The majority of college bound students do it the wrong way…is your student in the majority? Fall is college application time for seniors. The Class of 2016 is one of the largest most competitive high school class in American history. High school seniors around the country are applying to their “Dream Schools”.
Every year the following scenarios are played out by countless ambitious students everywhere.
SCENARIO ONE: The first is when a student falls in love with a single college but his academic profile is in the lower 50% of the applicant pool. It could be a college that historically has less than a 10% acceptance rate or as “high” as 40%. He applies in one of the early application programs (ED, ED 1, ED 2, SCEA or EA) thinking he will have a better chance of admittance. It is his “dream school” and, while he may grudgingly add a few more colleges to a list to satisfy a nervous parent, he never really looks beyond that “dream school”. Until, of course, the rejection letter arrives in December. Because his focus and enthusiasm was wrapped up in his dream school, he did not pay much attention to the requirements of his other colleges. Some of which had January regular application (RA) deadlines, none of which he is prepared to meet.
SCENARIO TWO: This is more common. As above, the student may have what I call “brand name paralysis” and builds a list solely of “BNP schools.” These are schools like Harvard, Yale, Stanford, UC Berkeley and Pomona where the acceptance rate is so ridiculously low that no matter how good your grades and test scores are, getting in is never a sure bet. Unfortunately, like the “dream school” students, they too are often disappointed. Likely they have been told by parents, teachers, or a guidance counselor that they are excellent prospects for these schools because they are so unique and special. So, they never really look seriously beyond those “lottery schools”…until, of course, the rejection letters start coming in the mail in the spring.

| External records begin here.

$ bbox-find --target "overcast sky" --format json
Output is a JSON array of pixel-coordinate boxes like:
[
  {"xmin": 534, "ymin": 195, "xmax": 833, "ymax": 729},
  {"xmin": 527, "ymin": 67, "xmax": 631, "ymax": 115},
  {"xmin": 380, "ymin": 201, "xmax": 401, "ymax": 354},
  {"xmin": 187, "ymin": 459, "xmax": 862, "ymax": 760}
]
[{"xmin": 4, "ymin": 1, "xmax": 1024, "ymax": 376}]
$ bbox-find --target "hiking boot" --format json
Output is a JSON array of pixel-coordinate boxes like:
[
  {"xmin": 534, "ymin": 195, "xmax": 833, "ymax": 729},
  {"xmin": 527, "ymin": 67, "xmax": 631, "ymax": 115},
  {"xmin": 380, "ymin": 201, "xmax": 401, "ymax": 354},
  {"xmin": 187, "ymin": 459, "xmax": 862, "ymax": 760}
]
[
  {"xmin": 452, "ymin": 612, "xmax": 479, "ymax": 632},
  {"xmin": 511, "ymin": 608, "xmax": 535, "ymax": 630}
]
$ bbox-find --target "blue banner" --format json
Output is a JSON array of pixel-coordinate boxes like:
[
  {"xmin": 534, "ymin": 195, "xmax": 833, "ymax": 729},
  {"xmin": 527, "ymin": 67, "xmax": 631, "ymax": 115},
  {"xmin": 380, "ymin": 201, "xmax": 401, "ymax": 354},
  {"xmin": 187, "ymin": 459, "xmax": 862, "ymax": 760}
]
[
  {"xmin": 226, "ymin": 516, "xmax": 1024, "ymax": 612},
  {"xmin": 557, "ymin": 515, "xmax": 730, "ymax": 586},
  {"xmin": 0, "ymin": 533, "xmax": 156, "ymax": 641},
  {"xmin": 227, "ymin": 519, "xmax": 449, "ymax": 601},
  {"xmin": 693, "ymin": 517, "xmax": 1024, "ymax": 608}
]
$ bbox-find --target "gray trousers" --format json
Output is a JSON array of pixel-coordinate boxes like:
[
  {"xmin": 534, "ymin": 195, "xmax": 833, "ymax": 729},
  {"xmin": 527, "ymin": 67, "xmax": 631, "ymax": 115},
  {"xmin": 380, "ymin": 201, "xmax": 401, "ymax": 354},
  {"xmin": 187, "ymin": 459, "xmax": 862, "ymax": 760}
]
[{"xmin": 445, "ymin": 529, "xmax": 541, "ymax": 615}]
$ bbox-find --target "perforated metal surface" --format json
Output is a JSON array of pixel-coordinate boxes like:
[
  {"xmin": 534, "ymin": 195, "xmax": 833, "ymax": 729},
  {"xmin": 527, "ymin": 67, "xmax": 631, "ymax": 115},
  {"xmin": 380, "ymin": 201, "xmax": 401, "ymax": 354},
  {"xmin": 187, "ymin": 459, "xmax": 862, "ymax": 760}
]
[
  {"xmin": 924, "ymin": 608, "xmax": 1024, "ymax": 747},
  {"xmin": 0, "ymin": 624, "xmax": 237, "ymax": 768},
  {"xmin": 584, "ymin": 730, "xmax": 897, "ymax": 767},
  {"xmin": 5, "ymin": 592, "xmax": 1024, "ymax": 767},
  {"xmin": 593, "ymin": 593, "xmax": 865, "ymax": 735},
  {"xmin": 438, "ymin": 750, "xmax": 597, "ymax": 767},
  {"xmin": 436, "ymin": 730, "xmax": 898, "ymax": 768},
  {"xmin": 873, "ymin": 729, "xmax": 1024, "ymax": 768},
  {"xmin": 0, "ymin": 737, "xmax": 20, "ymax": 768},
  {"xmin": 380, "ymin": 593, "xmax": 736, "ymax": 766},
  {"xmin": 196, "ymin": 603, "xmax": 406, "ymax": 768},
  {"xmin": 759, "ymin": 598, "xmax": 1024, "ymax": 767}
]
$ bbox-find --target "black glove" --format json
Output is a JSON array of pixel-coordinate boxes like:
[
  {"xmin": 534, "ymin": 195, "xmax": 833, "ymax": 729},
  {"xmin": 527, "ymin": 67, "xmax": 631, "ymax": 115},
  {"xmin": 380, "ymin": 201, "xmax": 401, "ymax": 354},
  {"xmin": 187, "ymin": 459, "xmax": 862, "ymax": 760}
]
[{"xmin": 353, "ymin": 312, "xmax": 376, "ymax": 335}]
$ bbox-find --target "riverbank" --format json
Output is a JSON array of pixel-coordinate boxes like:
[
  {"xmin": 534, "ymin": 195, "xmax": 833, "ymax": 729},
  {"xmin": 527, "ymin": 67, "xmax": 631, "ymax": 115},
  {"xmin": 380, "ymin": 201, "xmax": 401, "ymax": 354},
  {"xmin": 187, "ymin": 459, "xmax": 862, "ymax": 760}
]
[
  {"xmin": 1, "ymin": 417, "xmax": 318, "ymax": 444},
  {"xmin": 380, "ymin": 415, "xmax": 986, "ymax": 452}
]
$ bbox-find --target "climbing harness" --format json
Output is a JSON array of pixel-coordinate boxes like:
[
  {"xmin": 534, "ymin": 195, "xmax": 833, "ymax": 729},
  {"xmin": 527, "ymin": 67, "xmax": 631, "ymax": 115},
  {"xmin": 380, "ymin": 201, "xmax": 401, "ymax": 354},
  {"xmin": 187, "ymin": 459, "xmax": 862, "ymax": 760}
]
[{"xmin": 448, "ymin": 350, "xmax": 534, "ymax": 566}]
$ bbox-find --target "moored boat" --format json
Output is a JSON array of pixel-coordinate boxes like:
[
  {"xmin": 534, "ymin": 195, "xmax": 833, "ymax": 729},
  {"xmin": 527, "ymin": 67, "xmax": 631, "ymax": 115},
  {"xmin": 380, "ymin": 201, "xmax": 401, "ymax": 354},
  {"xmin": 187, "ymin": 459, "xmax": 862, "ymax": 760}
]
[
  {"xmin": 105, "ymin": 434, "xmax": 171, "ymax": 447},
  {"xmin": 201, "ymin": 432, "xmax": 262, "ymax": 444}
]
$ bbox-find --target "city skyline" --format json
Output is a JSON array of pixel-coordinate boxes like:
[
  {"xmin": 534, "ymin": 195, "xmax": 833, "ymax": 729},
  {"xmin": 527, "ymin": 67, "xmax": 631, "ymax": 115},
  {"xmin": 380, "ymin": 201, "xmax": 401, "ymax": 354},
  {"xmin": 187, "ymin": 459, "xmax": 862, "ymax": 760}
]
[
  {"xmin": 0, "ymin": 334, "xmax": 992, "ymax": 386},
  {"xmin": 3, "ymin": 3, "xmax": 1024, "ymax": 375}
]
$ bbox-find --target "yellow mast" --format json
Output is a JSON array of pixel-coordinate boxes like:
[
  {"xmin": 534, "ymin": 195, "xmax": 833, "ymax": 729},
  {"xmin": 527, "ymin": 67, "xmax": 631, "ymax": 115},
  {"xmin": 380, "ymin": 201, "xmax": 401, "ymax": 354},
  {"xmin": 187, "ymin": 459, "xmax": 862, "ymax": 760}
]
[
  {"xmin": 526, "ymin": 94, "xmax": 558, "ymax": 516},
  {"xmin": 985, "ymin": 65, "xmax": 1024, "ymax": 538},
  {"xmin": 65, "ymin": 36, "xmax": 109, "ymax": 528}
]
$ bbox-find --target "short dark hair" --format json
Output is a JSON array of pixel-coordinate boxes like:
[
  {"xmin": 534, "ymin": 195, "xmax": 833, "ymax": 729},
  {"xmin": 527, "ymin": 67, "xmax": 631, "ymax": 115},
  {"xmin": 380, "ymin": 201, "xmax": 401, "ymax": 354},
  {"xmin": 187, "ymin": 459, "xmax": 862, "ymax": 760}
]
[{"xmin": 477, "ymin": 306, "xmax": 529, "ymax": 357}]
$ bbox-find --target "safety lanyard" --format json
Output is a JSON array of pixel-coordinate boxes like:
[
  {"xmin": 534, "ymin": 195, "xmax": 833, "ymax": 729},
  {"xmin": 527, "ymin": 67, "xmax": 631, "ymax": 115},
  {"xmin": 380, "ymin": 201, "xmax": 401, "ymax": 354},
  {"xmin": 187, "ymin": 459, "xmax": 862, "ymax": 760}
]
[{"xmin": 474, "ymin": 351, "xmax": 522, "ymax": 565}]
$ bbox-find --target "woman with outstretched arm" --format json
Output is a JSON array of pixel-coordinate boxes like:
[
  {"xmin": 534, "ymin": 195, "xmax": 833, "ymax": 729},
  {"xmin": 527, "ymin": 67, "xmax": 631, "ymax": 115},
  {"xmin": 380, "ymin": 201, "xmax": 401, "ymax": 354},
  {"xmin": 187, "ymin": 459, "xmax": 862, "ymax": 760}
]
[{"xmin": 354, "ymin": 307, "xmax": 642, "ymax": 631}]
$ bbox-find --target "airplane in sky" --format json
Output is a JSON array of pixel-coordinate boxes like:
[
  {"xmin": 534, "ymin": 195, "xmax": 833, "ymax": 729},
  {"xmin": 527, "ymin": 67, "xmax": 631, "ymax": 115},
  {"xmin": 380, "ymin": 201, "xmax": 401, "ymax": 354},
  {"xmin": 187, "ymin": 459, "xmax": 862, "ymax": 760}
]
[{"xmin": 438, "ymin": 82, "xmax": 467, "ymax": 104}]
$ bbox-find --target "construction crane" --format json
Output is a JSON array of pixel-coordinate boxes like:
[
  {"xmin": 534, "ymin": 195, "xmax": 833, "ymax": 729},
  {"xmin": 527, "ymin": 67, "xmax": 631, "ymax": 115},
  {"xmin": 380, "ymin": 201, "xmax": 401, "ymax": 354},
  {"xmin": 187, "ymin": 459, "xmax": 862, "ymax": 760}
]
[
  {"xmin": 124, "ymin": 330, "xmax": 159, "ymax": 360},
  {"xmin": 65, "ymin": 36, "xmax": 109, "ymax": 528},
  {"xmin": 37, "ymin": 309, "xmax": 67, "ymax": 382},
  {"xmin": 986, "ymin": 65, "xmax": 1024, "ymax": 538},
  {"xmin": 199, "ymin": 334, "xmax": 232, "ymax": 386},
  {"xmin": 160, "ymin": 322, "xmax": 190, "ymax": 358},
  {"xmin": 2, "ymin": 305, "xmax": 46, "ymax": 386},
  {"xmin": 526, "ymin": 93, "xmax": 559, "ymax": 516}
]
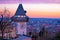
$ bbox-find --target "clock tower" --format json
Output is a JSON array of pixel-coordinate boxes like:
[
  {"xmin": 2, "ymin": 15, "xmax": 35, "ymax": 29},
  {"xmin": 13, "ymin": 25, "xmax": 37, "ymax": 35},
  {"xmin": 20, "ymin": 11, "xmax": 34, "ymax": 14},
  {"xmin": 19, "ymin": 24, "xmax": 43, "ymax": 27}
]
[{"xmin": 11, "ymin": 4, "xmax": 29, "ymax": 35}]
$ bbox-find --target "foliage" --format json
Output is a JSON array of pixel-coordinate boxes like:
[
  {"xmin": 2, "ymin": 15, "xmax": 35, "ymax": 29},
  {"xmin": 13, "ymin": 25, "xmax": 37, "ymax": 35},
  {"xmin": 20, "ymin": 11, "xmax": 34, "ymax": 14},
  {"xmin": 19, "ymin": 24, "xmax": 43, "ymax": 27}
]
[
  {"xmin": 39, "ymin": 26, "xmax": 45, "ymax": 37},
  {"xmin": 53, "ymin": 31, "xmax": 60, "ymax": 40}
]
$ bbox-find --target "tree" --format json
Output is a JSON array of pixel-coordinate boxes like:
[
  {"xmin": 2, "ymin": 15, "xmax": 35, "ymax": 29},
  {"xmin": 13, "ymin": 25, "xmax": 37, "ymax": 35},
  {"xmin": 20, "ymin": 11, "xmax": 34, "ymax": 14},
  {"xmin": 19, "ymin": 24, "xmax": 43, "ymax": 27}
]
[
  {"xmin": 39, "ymin": 26, "xmax": 45, "ymax": 37},
  {"xmin": 0, "ymin": 8, "xmax": 11, "ymax": 40},
  {"xmin": 53, "ymin": 31, "xmax": 60, "ymax": 40}
]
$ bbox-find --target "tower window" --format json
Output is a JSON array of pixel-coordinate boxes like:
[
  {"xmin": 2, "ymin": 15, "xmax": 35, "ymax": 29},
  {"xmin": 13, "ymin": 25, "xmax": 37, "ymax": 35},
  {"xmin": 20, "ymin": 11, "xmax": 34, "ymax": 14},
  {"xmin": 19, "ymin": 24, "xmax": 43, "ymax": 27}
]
[{"xmin": 21, "ymin": 15, "xmax": 24, "ymax": 17}]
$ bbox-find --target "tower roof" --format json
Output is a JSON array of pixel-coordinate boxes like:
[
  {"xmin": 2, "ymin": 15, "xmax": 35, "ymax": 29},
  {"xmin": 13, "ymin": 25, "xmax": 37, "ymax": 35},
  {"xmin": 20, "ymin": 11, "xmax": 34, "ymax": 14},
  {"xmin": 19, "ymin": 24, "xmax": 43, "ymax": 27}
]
[
  {"xmin": 15, "ymin": 4, "xmax": 26, "ymax": 16},
  {"xmin": 11, "ymin": 4, "xmax": 29, "ymax": 22}
]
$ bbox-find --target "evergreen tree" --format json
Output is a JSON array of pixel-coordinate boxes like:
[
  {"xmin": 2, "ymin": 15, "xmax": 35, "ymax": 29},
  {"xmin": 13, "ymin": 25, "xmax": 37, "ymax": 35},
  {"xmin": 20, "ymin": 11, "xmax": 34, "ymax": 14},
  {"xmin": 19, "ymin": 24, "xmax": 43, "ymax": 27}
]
[
  {"xmin": 39, "ymin": 26, "xmax": 45, "ymax": 37},
  {"xmin": 53, "ymin": 32, "xmax": 60, "ymax": 40}
]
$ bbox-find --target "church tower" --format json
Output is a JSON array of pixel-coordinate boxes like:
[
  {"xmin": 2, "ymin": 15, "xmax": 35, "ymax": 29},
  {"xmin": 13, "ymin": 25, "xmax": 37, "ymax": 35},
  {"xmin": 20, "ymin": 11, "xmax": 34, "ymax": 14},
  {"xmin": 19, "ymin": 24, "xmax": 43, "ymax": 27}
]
[{"xmin": 11, "ymin": 4, "xmax": 29, "ymax": 35}]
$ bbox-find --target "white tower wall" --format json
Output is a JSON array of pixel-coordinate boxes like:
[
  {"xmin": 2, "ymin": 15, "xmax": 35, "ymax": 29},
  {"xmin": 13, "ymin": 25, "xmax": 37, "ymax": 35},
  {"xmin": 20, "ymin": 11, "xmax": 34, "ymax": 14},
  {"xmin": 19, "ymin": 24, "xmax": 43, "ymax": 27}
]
[{"xmin": 16, "ymin": 22, "xmax": 27, "ymax": 35}]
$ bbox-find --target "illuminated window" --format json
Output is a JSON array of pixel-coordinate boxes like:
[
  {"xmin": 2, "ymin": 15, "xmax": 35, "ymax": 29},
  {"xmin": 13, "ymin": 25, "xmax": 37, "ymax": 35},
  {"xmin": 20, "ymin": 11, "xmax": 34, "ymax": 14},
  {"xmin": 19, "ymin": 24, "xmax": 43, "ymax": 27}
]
[
  {"xmin": 23, "ymin": 16, "xmax": 26, "ymax": 17},
  {"xmin": 15, "ymin": 15, "xmax": 26, "ymax": 17},
  {"xmin": 21, "ymin": 15, "xmax": 24, "ymax": 17},
  {"xmin": 18, "ymin": 15, "xmax": 20, "ymax": 17}
]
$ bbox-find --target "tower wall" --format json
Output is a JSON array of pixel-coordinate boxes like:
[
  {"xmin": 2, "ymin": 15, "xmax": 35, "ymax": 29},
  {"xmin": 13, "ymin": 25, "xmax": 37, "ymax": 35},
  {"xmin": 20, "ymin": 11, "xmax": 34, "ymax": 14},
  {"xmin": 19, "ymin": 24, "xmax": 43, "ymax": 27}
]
[{"xmin": 16, "ymin": 22, "xmax": 27, "ymax": 35}]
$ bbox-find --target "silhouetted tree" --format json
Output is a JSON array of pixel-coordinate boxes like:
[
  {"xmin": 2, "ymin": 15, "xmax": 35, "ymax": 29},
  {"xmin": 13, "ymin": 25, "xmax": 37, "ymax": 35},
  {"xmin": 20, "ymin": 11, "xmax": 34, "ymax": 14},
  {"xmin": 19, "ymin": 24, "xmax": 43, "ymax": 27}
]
[
  {"xmin": 31, "ymin": 35, "xmax": 37, "ymax": 40},
  {"xmin": 29, "ymin": 32, "xmax": 32, "ymax": 37},
  {"xmin": 39, "ymin": 26, "xmax": 45, "ymax": 37},
  {"xmin": 53, "ymin": 31, "xmax": 60, "ymax": 40},
  {"xmin": 0, "ymin": 8, "xmax": 11, "ymax": 40}
]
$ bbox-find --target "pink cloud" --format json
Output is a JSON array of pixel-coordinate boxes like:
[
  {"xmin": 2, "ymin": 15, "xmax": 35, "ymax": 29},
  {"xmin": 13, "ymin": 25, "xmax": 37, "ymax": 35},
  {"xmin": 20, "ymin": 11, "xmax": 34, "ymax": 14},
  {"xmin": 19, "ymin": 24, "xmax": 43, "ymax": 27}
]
[{"xmin": 0, "ymin": 0, "xmax": 60, "ymax": 4}]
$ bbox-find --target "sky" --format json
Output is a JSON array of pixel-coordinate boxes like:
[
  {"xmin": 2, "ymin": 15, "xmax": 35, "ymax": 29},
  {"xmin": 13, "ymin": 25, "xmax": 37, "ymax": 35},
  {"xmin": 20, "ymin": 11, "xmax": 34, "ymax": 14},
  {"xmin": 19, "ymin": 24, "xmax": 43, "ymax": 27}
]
[
  {"xmin": 0, "ymin": 0, "xmax": 60, "ymax": 3},
  {"xmin": 0, "ymin": 0, "xmax": 60, "ymax": 18}
]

Because of the huge increase in student applications, some of the top students are even being rejected by their “safety” schools .” (Colleges do not want to be thought of as “safeties”, so they are sending a message basically saying we want you only if you want us.) Talk about humble pie!
These two scenarios illustrate why I believe that college planning should start with an honest; realistic self-assessment. This means taking a critical look at the student’s academic statistics, interests, learning style and personality.
In other words, begin the college search by identifying several schools where the student has a good bet of acceptance and – more importantly – where he/she would be happy to spend a few years. These are the schools where the student’s academic profile places him or her in the top 25% of the accepted student pool. Once students genuinely appreciate (if not love) at least one safety school, they can safely move on to more selective schools and, yes, even some of the aforementioned “most competitive” colleges.